Daß an diesem Punkt erneut gerade die sozialdemokratische Partei auf der Bremse stand und ohne Not den Kirchen einen Platz bei der „Prüfung“ der Situation einräumt, hat all jene enttäuscht, die nach den Bundestagswahlen auf ein konsequentes gemeinsames Vorgehen der Regierungsparteien bei der Abschaffung der kirchlichen Diskriminierungsprivilegien gehofft hatten.
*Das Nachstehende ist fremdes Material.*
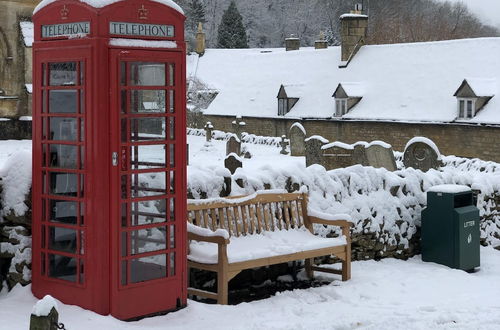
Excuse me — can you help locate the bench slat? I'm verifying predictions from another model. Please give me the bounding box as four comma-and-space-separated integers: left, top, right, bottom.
187, 193, 304, 211
250, 204, 260, 234
241, 205, 249, 234
210, 208, 218, 231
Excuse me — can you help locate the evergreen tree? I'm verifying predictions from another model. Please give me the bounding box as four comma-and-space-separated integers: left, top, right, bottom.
185, 0, 207, 34
216, 1, 248, 49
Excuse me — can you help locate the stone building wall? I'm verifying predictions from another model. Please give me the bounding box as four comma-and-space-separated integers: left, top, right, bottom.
0, 0, 38, 118
201, 114, 500, 162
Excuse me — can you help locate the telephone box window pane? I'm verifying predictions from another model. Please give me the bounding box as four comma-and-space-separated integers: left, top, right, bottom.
130, 255, 167, 284
169, 198, 175, 221
49, 144, 78, 169
121, 232, 127, 257
169, 170, 175, 194
169, 117, 175, 140
130, 227, 167, 255
50, 172, 78, 196
170, 253, 175, 276
79, 259, 84, 284
121, 90, 127, 114
80, 90, 85, 114
79, 61, 85, 86
121, 261, 127, 285
169, 144, 175, 167
120, 62, 127, 86
41, 253, 46, 275
49, 117, 77, 141
130, 145, 166, 169
169, 224, 175, 248
41, 226, 46, 247
131, 172, 166, 197
80, 203, 85, 225
42, 63, 47, 86
50, 200, 77, 224
49, 254, 77, 282
49, 62, 77, 86
49, 226, 77, 253
168, 90, 175, 113
80, 231, 84, 254
42, 144, 47, 167
80, 119, 85, 142
49, 90, 78, 113
130, 90, 166, 113
121, 175, 128, 199
121, 203, 128, 227
130, 63, 165, 86
130, 117, 166, 141
131, 200, 167, 226
168, 64, 175, 86
42, 90, 47, 113
80, 147, 84, 169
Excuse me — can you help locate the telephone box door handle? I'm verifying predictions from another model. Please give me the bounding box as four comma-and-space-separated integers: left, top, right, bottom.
112, 152, 118, 166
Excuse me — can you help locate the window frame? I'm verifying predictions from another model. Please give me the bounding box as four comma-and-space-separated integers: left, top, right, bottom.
335, 98, 348, 117
457, 97, 476, 119
278, 98, 289, 116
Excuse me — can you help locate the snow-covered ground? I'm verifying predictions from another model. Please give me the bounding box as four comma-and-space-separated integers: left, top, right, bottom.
1, 137, 499, 329
0, 247, 498, 330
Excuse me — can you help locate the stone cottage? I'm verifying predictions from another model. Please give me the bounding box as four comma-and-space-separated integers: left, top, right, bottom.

Auf einer SPD-Digitalveranstaltung am 1.12. zum Koalitionsvertrag äußerte sich der designierte konfessionsfreie Kanzlerkandidat und Arbeitsrechtler Olaf Scholz auf die Frage, ob sich die SPD nun aktiv für eine konsequente Abschaffung des kirchlichen Arbeitsrechts engagieren würde: „Wir wollen in Zusammenarbeit mit den Kirchen eine Weiterentwicklung voranbringen; das geht nur in einem kooperativen Prozeß. Aber daß da etwas zu tun ist, das ist genau in diesem Koalitionsvertrag aufgeschrieben. Dieser Prozeß soll dann angestoßen werden.“
Warum die Durchsetzung des für alle Bürgerinnen und Bürger geltenden Rechts nur in einem Kooperationsprozeß mit den Kirchen erfolgen kann, erschließt sich nicht, ist weder begründet, noch zwingend.
Daß diese Einschränkung von Beschäftigten-Grundrechten sowie die Diskriminierung von Konfessionsfreien nun schon gar nicht mehr abgeschafft werden soll, sondern lediglich „gemeinsam mit den Kirchen geprüft“ und dann (eventuell) „angeglichen“, und sich damit gerade die SPD de facto als verlängerter Arm der Kirchen ― und eben nicht der betroffenen Arbeitnehmerinnen und Arbeitsnehmer ― geriert, ist ein mehr als bedrückender Zustand.
Doch bleiben wir optimistisch!
Allerdings lassen im Lichte dieser Verstrickung von Partei und Kirche die anstehenden Parlamentsdebatten ― z.B. auch zur Ablösung der Staatsleistungen ― nicht nur Gutes erahnen.